A slightly more subtle reference to the theme came by way of riffs on the harlequin print that included leather skirts, trousers and motorcycle jackets covered in large, color-blocked triangles and Lurex brocade suits, dresses and bubble skirts in a smaller multicolored version of the diamond pattern. Its inclusion here was appropriate not only because the harlequin was a mischievous clown character in Italy’s 16th to 18th century commedia dell’arte, but also because it’s a callback to earlier Moschino collections that employed the varicolored harlequin pattern on handbags and apparel in the ’80s and ’90s.

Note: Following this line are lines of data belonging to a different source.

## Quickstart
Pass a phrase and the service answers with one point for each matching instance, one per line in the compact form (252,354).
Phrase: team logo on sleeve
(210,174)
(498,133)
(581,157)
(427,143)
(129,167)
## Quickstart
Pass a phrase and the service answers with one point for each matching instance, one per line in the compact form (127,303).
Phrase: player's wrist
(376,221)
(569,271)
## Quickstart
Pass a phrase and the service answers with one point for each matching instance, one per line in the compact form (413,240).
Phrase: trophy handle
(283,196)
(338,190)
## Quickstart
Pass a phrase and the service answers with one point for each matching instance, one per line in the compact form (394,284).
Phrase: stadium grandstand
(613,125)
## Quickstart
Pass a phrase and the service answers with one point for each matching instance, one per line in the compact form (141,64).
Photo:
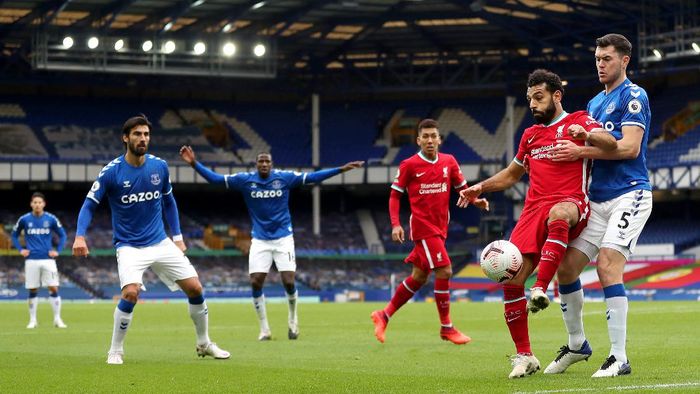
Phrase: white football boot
(211,349)
(568,357)
(523,365)
(611,367)
(538,300)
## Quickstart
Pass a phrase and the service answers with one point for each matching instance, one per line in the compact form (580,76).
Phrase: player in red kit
(427,178)
(556,205)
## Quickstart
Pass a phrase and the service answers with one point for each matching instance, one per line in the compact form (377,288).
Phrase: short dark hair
(428,124)
(138,120)
(550,79)
(622,45)
(38,194)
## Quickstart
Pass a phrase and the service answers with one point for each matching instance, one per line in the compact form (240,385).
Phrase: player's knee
(443,273)
(130,293)
(420,277)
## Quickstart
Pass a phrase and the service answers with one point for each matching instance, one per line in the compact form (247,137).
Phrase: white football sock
(56,306)
(259,304)
(122,321)
(572,312)
(200,316)
(293,319)
(33,302)
(617,326)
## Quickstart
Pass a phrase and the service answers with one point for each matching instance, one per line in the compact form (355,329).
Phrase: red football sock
(442,300)
(404,292)
(552,252)
(516,316)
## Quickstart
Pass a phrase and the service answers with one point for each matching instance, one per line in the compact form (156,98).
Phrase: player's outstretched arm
(397,234)
(84,218)
(596,137)
(504,179)
(15,240)
(351,166)
(627,148)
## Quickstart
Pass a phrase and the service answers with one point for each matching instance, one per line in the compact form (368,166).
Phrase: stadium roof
(376,43)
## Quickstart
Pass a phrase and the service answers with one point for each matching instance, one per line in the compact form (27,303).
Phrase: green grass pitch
(336,351)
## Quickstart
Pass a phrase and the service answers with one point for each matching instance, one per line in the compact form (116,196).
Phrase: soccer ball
(501,260)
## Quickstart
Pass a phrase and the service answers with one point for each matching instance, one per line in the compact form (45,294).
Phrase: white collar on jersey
(420,153)
(555,121)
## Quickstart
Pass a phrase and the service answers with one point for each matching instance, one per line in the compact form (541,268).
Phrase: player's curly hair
(622,45)
(138,120)
(38,194)
(551,79)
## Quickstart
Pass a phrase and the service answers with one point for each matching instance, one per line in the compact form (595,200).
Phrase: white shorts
(165,259)
(40,273)
(615,224)
(264,252)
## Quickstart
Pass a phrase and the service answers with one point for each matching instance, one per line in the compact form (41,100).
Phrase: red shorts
(429,253)
(530,233)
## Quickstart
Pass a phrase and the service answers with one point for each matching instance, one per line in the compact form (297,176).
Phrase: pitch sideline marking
(616,388)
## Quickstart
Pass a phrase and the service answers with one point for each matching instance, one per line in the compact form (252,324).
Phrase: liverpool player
(556,205)
(427,178)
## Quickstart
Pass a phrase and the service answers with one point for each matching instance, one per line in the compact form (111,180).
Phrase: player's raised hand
(80,247)
(397,234)
(352,165)
(467,195)
(577,132)
(566,150)
(181,245)
(187,155)
(481,203)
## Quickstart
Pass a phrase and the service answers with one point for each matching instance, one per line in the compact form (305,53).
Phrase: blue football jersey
(38,237)
(626,105)
(135,197)
(267,200)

Also in the mix was a range of pieces that might be called ringmaster chic. Men’s and women’s looks referenced the tailcoat and top hat traditionally worn by that circus performer. For women that meant tailcoat bodysuits worn with fishnet stockings and and for men that meant tuxedos with cutaway jackets accessorized with floppy bow ties. And for both it meant red jackets trimmed in gold braid.
The ringmaster look also meant seeing multiple variations of the top hat, with full-sized toppers on some models and pint-sized versions on others in a variety of fabrications, including, but not limited to, gold metallics, florals and stripes. Other headgear in the mix included conical clown caps and slouchy sparkly beanies. And if that wasn’t enough, a range of colorful, eye-catching footwear took the idea of clown shoes in a whole new direction.

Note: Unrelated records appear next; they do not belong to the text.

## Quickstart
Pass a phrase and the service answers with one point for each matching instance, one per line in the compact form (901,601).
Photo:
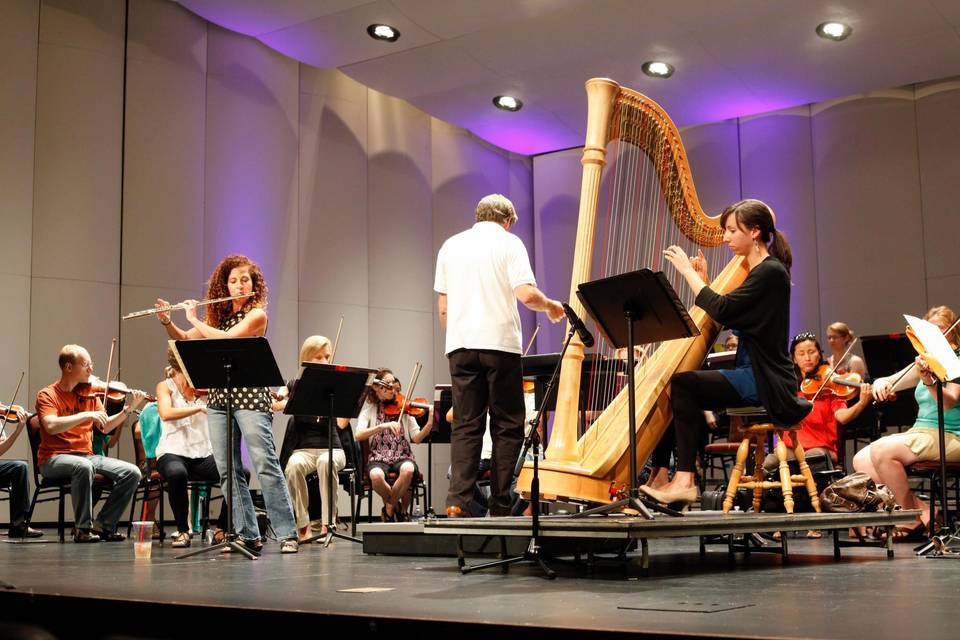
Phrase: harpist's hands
(883,390)
(700,266)
(679,259)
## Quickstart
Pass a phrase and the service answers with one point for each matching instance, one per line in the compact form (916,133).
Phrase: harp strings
(635,227)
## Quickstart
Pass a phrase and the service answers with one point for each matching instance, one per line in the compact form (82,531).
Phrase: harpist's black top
(759,309)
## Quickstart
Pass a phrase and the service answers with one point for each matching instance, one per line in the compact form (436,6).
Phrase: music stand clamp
(334,391)
(227,363)
(630,309)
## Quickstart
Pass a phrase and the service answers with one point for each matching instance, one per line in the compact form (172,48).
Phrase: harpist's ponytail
(754,214)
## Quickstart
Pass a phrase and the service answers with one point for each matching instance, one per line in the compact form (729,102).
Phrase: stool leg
(786,486)
(807,476)
(758,473)
(734,483)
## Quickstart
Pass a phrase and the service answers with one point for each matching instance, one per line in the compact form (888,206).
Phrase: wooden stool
(754,435)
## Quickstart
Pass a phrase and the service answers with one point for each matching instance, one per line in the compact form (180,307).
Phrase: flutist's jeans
(256,427)
(80,470)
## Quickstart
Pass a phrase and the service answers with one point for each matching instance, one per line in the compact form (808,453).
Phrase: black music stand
(639,303)
(334,391)
(227,363)
(440,433)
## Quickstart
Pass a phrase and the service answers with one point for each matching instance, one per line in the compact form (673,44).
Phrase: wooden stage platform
(101,591)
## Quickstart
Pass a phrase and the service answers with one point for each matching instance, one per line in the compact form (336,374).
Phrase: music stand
(639,307)
(227,363)
(335,391)
(440,433)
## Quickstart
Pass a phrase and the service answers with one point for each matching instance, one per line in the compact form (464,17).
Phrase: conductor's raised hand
(555,311)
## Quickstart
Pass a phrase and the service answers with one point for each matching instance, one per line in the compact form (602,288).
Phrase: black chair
(150,486)
(54,489)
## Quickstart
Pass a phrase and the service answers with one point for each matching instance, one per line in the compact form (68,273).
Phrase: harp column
(601,95)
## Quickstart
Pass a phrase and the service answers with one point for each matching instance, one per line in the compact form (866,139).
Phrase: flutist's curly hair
(217,288)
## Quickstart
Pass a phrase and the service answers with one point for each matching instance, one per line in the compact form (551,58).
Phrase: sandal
(916,533)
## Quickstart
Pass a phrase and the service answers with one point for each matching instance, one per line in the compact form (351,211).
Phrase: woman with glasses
(839,337)
(306,448)
(759,311)
(819,433)
(389,442)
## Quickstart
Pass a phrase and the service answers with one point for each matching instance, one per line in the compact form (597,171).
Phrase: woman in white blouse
(184,451)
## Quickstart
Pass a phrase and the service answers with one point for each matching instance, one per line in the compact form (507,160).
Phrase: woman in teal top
(887,458)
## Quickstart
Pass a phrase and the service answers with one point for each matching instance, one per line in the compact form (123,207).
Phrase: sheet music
(936,345)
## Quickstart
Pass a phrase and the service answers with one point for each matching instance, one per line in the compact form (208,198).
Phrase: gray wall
(115,190)
(865,189)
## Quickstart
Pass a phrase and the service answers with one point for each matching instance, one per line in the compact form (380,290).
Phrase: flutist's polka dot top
(250,398)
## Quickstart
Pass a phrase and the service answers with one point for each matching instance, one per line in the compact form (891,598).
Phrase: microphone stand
(533,552)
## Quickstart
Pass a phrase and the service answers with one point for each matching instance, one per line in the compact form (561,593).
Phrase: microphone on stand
(585,336)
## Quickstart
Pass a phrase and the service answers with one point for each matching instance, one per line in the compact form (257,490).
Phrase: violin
(11,413)
(842,386)
(417,407)
(116,392)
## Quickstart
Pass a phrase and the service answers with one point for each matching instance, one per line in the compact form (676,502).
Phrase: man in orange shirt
(66,447)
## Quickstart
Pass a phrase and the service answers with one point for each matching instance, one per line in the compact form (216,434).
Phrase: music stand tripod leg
(331,480)
(230,537)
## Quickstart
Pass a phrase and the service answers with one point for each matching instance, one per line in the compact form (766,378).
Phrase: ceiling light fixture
(508,103)
(383,32)
(834,31)
(656,69)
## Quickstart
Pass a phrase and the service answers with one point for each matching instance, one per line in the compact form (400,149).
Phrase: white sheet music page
(936,345)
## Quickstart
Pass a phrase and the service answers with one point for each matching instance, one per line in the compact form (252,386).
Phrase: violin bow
(3,427)
(336,342)
(833,369)
(532,338)
(413,383)
(106,382)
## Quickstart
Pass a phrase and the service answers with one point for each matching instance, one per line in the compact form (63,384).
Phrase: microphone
(585,336)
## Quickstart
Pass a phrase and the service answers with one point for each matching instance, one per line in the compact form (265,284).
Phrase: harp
(635,164)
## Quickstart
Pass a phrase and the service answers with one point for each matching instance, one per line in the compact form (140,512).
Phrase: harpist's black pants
(485,379)
(694,392)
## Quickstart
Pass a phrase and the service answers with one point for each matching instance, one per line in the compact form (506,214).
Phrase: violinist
(14,474)
(839,337)
(886,459)
(390,437)
(819,433)
(758,310)
(305,446)
(237,275)
(68,417)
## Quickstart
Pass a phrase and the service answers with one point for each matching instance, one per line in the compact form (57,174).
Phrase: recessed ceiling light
(656,69)
(508,103)
(834,30)
(383,32)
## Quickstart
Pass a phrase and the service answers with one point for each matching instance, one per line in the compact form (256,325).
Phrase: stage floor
(861,596)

Despite all the frivolity afoot, there was definitely an undercurrent of something darker and more sinister too. The gold-cord soutache embroidery that, at first glance, gave tuxedos, track suits and jumpsuits a bold, bandleader feel created skeleton-like outlines on their wearers. Blood-red beading across a nude tulle gown evoked the notion of an open wound. Also, a haunting — and nearly show-stealing — look consisted of a blue bodysuit festooned with a half-dozen doves frozen in mid-flight. Whether it was a momentary mediation on mortality, a snide aside at the state of politics — or fashion — or something else entirely, it came and went from the tent as quickly as a clown shot from a cannon, all but forgotten by the runway finale.
High-profile FOJ (Friends of Jeremy) and supporters of the brand under the big-top included Gwen Stefani (who told The Times that Scott was going to create the finale look for her soon-to-start Las Vegas residency), Billy Idol, Kris Jenner, January Jones, Aubrey Plaza, Jaime King and Emma Roberts, many of whom decamped to the other side of the Hollywood Hills for the official after-party, which doubled as the opening party for the Houston Brothers’ new nightspot Madame Siam Sideshow Emporium.
This marks the third year in a row that Scott has presented his men’s spring and summer and women’s resort collections together in Los Angeles. (The first two years, the show was part of Made LA, the short-lived WME/IMG fashion, music and art partnership with AEG).